PGC‐1α Upregulates Mitochondrial Sirtuins and Reduces Protein Acetylation in Skeletal Muscle of Old Mice.

Abstract

Mitochondrial dysfunction in skeletal muscle may contribute to decreased muscle mass, metabolic function and force generation during aging termed sarcopenia. Peroxisome proliferator‐activated receptor gamma coactivator 1‐alpha (PGC‐1α) and sirtuins are two groups of master regulators for mitochondrial biogenesis, dynamics and homeostasis.
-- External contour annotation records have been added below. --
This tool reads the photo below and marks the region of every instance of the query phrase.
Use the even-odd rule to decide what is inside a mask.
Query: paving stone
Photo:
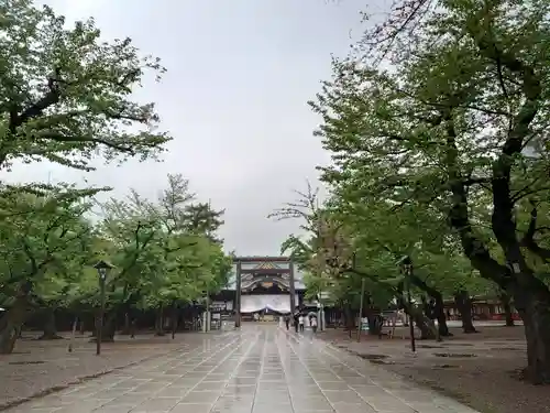
[[[8,413],[477,413],[276,326],[206,341]]]

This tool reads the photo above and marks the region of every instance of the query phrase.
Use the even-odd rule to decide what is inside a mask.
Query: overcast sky
[[[360,34],[359,0],[51,0],[69,20],[92,15],[107,39],[130,36],[163,59],[155,101],[174,141],[163,163],[127,163],[89,182],[155,197],[167,173],[182,173],[200,198],[226,208],[222,237],[240,256],[278,254],[298,222],[273,222],[328,154],[312,137],[319,119],[306,101]],[[351,33],[350,33],[351,31]],[[10,180],[82,182],[61,166],[18,166]]]

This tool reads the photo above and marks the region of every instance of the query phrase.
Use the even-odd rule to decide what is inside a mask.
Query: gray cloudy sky
[[[140,99],[155,101],[174,141],[164,163],[87,174],[94,184],[154,197],[182,173],[202,199],[226,208],[222,236],[239,254],[278,254],[298,222],[266,215],[293,200],[328,162],[306,101],[360,34],[359,0],[51,0],[69,20],[95,17],[107,39],[130,36],[168,72]],[[10,180],[81,182],[61,166],[18,166]]]

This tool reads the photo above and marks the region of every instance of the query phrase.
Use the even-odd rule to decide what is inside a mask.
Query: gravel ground
[[[221,338],[216,333],[208,337]],[[123,336],[103,344],[101,356],[96,356],[96,344],[89,343],[87,336],[75,339],[73,352],[67,351],[68,339],[42,341],[24,336],[14,354],[0,355],[0,411],[170,351],[191,350],[202,346],[205,338],[200,333],[179,334],[174,340],[167,336]]]
[[[417,341],[415,355],[406,329],[397,332],[399,338],[364,337],[361,343],[355,335],[350,341],[341,330],[319,337],[483,413],[549,413],[550,389],[518,378],[527,363],[522,327],[480,329],[479,334],[465,335],[452,328],[454,337],[443,343]]]

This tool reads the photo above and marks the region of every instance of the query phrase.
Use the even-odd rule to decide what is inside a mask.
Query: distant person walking
[[[298,312],[294,313],[294,329],[296,330],[296,333],[298,333],[299,318],[300,318],[300,313]]]

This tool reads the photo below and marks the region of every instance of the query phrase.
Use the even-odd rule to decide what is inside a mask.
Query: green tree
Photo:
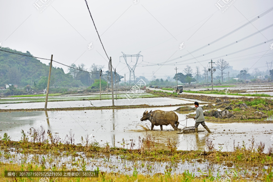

The purpose of the study was to investigate the effect of aging and PGC‐1α overexpression (OE) on sirtuin gene expressions, protein acetylation and mitochondrial function in mouse skeletal muscle. Male C57BL mice at the age of 6 mo (young, Y; N=8), 12 mo (middle‐aged, M; N=8), and; and 24 mo (old, O; N=8) were transfected in vivo with either PGC‐1α DNA or GFP into the tibialis anterior (TA) muscle of one of their hindlimbs. Sirt1 mRNA expression was increased by 19% in M (P<0.05), but decreased by 15% in O (P<0.05), compared to Y, whereas PGC‐1α OE had no effect. Sirt3 mRNA level was lowered in M (28%, P<0.01) and O (56%, P<0.01) vs. Y; however, the level was restored by PGC‐1α by 24% (P<0.05), 53% (P<0.01) and 50% (P<0.01) in Y, M, and O group, respectively. Further, Sirt5 mRNA level was reduced by ~60% in both M and O (P<0.01), but increased with PGC‐1α by 26% (P<0.05), 35% (P<0.05) and 60% (P<0.01) in Y, M and O, respectively. Sirt6 mRNA level was not affected by aging or PGC‐1α OE. Total cytoplasmic protein acetylation was 1.2‐fold higher in O vs. Y (P<0.05), with no effect of PGC‐1α OE. Mitochondrial protein acetylation was increased 1.7‐fold in O vs. Y (P<0.01), and suppressed by 22–28% (P<0.05), in all age groups by PGC‐1α OE. Citrate synthase (CS) activity in M and O was 28 and 58% lower (P<0.01), respectively, than that in Y. PGC‐1α OE increased CS activity by 14% (P<0.05), 26% (P<0.05) and 62% (P<0.01) in Y, M and O, respectively. These data would suggest that aging reduces sirtuin family gene expression, whereas PGC‐1α OE can ameliorate mitochondrial function in older muscle by upregulating mitochondrial isoform Sirt3 and Sirt5 possibly due to their canonical role in promoting mitochondrial biogenesis.